Monday, March 14, 2005

Use Priors to Balance Class Counts

One well-known difficulty in building classification models occurs when one class vastly outnumbers the other classes. For example, if the output (target) variable has 95% 0s and 5% 1s, a neural network could predict every record will be 0 and have 95% accuracy. Of course, this is a meaningless model. This occurs when there are contradictions in the data, that is, when there are input patterns in the data with output patterns containing both 0s and 1s. If there are more records with an output variable value equal to 0, the classifier will choose 0 as the more likely answer.

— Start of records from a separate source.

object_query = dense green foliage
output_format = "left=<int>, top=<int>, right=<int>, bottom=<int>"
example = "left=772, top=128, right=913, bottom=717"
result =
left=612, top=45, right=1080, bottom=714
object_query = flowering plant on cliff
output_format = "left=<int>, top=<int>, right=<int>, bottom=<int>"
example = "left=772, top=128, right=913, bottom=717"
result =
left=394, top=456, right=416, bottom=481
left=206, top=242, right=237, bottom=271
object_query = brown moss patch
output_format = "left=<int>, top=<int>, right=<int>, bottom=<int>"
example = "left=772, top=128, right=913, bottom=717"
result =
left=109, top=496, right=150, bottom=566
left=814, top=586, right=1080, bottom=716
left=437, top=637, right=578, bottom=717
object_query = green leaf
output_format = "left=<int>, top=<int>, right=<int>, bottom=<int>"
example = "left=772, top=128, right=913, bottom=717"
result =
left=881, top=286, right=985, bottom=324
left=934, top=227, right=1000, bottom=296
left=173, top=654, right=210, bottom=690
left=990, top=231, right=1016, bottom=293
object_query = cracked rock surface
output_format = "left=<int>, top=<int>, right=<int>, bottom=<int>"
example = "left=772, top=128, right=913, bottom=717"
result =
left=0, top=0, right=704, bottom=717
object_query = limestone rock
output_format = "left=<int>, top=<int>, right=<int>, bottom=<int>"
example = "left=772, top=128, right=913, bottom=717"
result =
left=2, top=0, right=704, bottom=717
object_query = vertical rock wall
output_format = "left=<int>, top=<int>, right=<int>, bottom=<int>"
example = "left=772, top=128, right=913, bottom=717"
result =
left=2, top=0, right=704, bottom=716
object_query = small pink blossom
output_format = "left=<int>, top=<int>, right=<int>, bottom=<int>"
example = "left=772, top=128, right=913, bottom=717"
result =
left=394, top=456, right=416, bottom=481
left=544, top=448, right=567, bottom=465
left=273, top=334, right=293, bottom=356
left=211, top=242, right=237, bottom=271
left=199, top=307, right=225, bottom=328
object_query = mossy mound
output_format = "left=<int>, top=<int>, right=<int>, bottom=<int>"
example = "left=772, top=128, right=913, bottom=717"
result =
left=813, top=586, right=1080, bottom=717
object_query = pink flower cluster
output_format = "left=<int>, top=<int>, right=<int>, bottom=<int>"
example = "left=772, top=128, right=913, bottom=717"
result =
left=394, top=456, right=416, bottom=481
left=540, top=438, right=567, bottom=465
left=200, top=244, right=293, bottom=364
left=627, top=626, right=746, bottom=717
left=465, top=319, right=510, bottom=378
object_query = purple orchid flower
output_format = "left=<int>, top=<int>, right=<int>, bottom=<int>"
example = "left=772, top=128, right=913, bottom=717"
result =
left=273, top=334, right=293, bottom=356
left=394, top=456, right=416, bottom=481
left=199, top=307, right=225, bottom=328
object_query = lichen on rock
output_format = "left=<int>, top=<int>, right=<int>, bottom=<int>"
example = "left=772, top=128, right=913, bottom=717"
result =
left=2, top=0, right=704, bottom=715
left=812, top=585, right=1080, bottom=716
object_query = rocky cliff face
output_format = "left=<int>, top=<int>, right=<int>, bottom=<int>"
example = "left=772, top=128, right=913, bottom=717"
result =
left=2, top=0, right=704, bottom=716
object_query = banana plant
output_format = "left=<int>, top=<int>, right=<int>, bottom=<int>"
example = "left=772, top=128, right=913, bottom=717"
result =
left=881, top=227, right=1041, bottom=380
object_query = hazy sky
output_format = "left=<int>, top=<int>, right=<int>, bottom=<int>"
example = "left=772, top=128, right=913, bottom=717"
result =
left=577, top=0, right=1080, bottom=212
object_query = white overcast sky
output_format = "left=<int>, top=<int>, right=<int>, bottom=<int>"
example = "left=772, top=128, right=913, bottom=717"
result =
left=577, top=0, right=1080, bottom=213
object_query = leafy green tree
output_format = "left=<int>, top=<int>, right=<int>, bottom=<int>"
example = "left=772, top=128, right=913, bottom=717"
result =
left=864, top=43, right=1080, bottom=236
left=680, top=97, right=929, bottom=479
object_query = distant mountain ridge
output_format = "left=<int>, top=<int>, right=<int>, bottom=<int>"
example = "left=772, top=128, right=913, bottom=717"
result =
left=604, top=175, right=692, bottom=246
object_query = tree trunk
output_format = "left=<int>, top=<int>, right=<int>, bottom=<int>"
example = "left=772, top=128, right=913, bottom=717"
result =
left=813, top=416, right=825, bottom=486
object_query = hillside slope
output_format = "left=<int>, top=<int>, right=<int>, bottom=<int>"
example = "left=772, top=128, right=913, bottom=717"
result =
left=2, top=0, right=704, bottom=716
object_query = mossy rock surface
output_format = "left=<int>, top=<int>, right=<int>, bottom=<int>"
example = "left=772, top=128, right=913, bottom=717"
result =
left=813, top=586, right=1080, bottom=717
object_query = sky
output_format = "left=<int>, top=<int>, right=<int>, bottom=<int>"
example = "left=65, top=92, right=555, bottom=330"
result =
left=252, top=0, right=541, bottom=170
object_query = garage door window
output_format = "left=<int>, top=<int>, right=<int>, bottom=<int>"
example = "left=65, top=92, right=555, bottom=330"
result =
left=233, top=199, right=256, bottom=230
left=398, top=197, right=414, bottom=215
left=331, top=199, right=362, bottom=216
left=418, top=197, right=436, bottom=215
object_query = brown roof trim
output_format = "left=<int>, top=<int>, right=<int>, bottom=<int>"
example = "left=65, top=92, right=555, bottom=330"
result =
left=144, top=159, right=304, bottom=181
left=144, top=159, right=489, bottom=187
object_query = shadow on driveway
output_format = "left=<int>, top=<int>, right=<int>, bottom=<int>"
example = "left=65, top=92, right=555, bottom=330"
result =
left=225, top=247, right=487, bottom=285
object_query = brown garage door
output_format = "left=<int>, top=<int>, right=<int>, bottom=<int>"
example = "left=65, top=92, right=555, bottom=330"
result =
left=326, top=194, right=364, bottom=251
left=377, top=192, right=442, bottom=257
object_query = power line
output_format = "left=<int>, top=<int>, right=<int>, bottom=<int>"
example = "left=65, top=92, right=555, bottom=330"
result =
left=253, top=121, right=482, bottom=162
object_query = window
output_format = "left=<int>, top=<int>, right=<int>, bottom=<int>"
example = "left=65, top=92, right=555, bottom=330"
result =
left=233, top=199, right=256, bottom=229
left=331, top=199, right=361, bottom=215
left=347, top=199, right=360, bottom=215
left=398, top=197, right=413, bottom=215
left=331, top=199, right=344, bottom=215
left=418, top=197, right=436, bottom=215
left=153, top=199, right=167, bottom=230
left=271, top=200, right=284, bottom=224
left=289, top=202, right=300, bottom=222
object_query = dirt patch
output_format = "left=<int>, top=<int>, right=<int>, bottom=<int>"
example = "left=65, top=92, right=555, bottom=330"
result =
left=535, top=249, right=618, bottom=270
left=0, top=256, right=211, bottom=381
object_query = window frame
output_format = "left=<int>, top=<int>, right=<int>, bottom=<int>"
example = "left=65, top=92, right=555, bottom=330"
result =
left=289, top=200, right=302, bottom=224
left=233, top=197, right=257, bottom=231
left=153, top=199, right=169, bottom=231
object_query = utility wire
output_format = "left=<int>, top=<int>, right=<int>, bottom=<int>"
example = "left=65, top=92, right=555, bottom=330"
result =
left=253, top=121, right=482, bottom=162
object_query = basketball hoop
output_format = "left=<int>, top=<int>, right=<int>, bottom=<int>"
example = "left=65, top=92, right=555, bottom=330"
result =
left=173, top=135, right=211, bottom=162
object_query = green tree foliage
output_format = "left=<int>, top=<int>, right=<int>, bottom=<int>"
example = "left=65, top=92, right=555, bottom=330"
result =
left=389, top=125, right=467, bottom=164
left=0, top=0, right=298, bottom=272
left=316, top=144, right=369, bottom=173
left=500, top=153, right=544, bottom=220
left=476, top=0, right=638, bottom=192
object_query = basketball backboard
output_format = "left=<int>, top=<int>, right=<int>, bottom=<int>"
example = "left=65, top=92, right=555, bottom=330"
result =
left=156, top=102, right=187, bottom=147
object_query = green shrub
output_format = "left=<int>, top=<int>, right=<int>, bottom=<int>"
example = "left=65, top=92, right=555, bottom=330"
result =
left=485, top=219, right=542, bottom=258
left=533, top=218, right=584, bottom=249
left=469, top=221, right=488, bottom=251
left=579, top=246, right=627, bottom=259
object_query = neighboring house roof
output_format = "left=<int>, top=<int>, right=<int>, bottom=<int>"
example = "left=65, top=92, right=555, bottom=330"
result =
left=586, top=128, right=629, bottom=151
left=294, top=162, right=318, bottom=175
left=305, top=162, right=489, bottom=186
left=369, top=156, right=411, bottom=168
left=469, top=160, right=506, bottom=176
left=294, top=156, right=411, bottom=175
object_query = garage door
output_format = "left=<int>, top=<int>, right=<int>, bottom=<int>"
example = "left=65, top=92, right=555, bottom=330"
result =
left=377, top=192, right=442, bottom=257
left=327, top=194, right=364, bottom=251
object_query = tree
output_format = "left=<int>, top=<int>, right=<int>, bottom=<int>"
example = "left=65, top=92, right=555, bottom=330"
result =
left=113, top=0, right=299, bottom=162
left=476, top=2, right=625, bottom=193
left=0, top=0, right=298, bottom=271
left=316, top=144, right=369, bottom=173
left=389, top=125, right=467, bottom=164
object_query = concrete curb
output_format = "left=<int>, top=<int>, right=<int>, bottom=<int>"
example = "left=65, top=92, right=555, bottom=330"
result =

The most common correction to make when building neural networks for data with a large imbalance of class counts is to merely balance the counts of 0s and 1s by removing records with excess 0s, or by duplicating records with 1s. That issue will be covered in a future issue of Abbott Insights™.

However, some algorithms have a way to accomplish this balancing without sampling by specifying the expected prior probability of each class value (priors). The CART decision tree algorithm is one algorithm with settings to do this. The advantage is that no data is thrown away, yet the classifier won’t favor the overrepresented class value over the underrepresented one.

Monday, February 07, 2005

Create Three Sampled Data Sets, not Two

One often sees an appeal to split data into two data sets for modeling: a training set and a testing set. The training set is used to build a model, and the testing set is used to assess the model. If the model accuracy on the training set is good, but on the testing set is poor, one has a good indication that the model has been overfit, or in other words, the model has picked up on patterns in the modeling data that are specific to the training data. In this case, the best course of action is to adjust parameters in the modeling algorithm so that a simpler model is created, whether it means fewer inputs in a model (for neural networks, regression, nearest neighbor, etc.), or fewer nodes or splits in the model (neural networks or decision trees). Then, retrain and retest the data to see if results have improved, particularly for the testing data.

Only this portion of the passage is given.